Dr. Roland Mock / 31.01.2021

@Frances Johnson. „Ich finde das Shorten kriminell, nicht das, was die Kleinen gemacht haben, gut das vielleicht sekundär.“ Solange nicht Insider-Wissen im Spiel ist, finde ich Spekulationsgeschäfte überhaupt nicht kriminell; egal ob auf der short- oder auf der long-Seite. Übertreibungen gehören zum Markt. Wer keine Nerven dafür hat, sollte sich einfach von der Börse fern halten. Aber wenn man es schon so einschätzt wie Sie, dann sollte man es, bitte schön, auch kriminell finden, wenn Kleinanleger, nicht nur Hedgefonds, an der Börse wetten. @Martini: Was verstehen Sie unter „demokratischer Börse“? Mehr Demokratie als an einem Handelsplatz, an dem sich Angebot und Nachfrage frei austoben können, geht nicht. Daß Leute und Institutionen mit viel Kapital und überlegenem know how mehr an der Börse bewegen können als Kleinanleger (normalerweise) ist nichts verwerfliches. Das ist in allen Bereichen der Marktwirtschaft so, und jeder Versuch, das zu ändern, führt nur zu mehr Staat und mehr Ineffizienz. Letztlich damit zu weniger, nicht zu mehr Demokratie.

bernd weber / 31.01.2021

@albert Martini: “Leerverkäufe sind Betrug” - aber wer ist der Betrüger ? derjenige der sich die Aktien g e liehen hat oder derjenige der sie v e r liehen hat ? welcher spekulative Gedanke des V e r leihers lag zu Grunde -Kursanstieg oder Kursrückgang ? ist also nicht auch der V e r leiher ein Betrüger ?

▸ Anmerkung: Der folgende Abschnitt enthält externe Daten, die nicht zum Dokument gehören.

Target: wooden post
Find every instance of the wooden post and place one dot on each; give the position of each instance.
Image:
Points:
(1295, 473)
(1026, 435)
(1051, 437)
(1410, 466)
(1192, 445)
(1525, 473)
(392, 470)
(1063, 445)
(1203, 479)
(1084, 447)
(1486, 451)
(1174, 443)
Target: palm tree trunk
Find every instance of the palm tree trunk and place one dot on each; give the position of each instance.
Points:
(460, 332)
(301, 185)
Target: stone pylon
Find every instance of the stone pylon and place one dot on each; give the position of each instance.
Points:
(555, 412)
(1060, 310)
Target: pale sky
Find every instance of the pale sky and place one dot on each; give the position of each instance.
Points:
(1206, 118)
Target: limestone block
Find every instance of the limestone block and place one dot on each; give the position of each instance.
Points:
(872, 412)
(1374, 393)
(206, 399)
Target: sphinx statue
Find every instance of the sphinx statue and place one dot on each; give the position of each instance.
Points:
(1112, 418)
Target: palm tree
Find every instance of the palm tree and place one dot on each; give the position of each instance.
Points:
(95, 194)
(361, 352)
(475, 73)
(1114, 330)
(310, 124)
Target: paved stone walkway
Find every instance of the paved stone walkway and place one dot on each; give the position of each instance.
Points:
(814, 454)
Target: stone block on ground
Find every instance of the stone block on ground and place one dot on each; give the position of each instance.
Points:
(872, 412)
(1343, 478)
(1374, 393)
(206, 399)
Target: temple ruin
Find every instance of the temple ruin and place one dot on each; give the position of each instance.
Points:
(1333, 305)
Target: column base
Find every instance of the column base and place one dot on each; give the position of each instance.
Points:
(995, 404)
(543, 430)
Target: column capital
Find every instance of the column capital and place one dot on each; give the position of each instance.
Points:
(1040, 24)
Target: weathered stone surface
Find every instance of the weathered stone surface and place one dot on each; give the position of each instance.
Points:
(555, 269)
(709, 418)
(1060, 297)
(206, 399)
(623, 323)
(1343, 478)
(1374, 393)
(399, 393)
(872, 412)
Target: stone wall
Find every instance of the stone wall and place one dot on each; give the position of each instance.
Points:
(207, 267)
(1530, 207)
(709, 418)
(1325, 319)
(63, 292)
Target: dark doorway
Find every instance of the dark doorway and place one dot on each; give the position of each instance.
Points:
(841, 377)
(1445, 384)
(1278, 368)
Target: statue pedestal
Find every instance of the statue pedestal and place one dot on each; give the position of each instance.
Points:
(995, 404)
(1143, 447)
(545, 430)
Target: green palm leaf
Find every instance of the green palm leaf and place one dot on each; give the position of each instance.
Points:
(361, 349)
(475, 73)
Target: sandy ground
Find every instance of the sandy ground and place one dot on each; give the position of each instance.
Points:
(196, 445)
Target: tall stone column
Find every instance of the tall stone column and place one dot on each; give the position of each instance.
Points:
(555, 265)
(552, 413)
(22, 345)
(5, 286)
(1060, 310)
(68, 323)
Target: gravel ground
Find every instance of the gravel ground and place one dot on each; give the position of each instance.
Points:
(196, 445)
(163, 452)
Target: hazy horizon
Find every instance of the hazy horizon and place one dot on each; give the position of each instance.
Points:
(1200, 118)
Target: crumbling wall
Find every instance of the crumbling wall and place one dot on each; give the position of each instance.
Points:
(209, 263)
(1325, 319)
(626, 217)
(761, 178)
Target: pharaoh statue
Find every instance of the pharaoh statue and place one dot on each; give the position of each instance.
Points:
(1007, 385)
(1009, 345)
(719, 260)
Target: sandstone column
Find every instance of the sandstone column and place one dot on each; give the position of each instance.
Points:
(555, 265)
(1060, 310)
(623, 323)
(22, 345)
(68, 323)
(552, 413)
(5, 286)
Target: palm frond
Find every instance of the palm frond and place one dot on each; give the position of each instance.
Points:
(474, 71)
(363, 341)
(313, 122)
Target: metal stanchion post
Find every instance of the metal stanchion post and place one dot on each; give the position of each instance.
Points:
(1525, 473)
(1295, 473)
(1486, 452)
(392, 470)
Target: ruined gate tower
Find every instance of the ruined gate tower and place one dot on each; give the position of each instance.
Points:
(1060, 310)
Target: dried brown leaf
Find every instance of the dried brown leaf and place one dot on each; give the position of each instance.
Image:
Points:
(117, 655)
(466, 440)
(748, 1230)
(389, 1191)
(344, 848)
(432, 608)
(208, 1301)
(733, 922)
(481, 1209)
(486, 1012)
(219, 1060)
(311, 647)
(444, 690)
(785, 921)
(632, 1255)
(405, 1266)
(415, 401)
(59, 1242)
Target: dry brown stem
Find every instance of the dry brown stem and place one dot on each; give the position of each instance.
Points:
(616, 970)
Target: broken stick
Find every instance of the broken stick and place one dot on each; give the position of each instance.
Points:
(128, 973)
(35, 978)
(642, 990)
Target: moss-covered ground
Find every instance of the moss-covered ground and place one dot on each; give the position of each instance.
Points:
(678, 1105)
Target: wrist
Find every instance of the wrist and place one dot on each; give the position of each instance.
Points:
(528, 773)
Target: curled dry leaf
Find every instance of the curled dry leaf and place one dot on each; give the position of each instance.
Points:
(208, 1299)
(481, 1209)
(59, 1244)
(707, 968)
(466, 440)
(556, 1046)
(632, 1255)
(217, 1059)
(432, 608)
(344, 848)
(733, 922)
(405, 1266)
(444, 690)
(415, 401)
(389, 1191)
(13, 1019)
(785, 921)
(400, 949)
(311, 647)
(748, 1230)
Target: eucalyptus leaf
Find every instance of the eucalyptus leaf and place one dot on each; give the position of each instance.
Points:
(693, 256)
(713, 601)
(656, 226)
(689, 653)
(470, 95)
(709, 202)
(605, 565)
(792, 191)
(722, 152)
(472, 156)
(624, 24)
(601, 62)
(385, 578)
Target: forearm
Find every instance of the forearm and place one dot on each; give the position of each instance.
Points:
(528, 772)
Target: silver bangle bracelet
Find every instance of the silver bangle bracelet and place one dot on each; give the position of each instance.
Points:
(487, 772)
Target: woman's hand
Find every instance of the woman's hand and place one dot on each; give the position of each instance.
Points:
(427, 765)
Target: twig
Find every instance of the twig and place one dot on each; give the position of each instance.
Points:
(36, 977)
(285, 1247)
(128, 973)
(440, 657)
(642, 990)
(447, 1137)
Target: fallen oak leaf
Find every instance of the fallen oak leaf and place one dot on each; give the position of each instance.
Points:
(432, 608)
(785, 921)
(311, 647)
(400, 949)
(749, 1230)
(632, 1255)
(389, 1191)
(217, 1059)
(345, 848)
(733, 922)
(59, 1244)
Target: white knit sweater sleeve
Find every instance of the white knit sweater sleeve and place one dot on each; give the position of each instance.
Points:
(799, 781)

Jan des Bisshop / 31.01.2021

Der Artikel analysiert sehr gut, wie das Establishment sich mit falsch spielen zu retten versucht. Das erinnert mich an den das Bon Mot vom ersten Americas Cup Match Race. Britannia rules the waves, America waves the rules. Am Ende bleibt alles beim alten, die Hedgefonds werden versuchen diese Schwarmereignisse zu verhindern und da ihnen die Mittel zu Verfügung stehen und die Menschen per se dumm sind, wird es ihnen gelingen.

Frank Mora / 31.01.2021

Zur Erinnerung: Auch in D gab es einen ähnlichen Fall. In der Übernahmeschlacht Porsche gegen VW gab es auch eine Kursexplosion der VW-Aktie. Niee skandalisiert wurde der Fakt, daß der damalige VW-Vorstandsvorsitzende Prof. Dr. Ferdinand Piech als Erbe seines Großvaters Prof. Dr. Ferdinand Porsche (früher Panzerkonstrukteur und Wehrwirtschaftsführer) einer der größten Eigentümer der “angreifenden” Firma Porsche war. Insiderwissenstransfer wurde nie offensiv in den Raum gestellt. Großer Leerverkäuferspkulent war der (damals unter den 10 reichsten Deutschen aufgeführte) Adolf Merckle. Als sich der Kurs der VW-Aktie verzehnfach hatte, konnte Merckle nicht liefern und wählte den Freitod. Per Zug direkt hinter seinem Stammwerk. Das Merckle-Imperium geriet ins Schlingern. Die Politik half NICHT. Mit dem erfolgreichen Verkauf von Ratiopharm kam so viel Geld in die Kasse, daß der “Rest” der Familie erhalten blieb. Immerhin ein DAX-Konzern (Heidelberger Zement), der Pharmagroßhändler Phönix (Nr. 1 in Europa) und die Pistenraupenfirma Kässbohrer. Dazu sehr umfangreicher Grund- und Immobilienbesitz, z. B. die Goitzsche bei Bitterfeld. VW hat den Angriff von Porsche erfolgreich abgewehrt. So die weitverbreitete Legende, oder sagt man besser Narrativ? Heute gehören über 51% der VW-Aktien der Porsche SE. Eigentümer die Porschefamilie, auch die Erben des zwischenzeitlich verstorbenen Prof. Dr. Ferdinand Piech…

Markus Knust / 31.01.2021

@Karl Heinz Faller. Manchmal lohnt das Lesen das Artikels,  bevor man kommentiert. Der ist eigentlich auch so geschrieben, dass nicht nur der Vorgang erörtert wird, sondern was dort auf multiplen Ebenen vor sich gegangen ist. Deshalb mutet Ihre Frage reichlich seltsam an.

Ernst Tannenberg / 31.01.2021

@Karl-Heinz Faller: Sie haben den Kurs hochgetrieben, damit sich die Leer-Verkäufer, die die Aktien ja gar nicht besaßen, sehr viel teurer eindecken mussten und damit wahrscheinlich immense Verluste realisiert haben.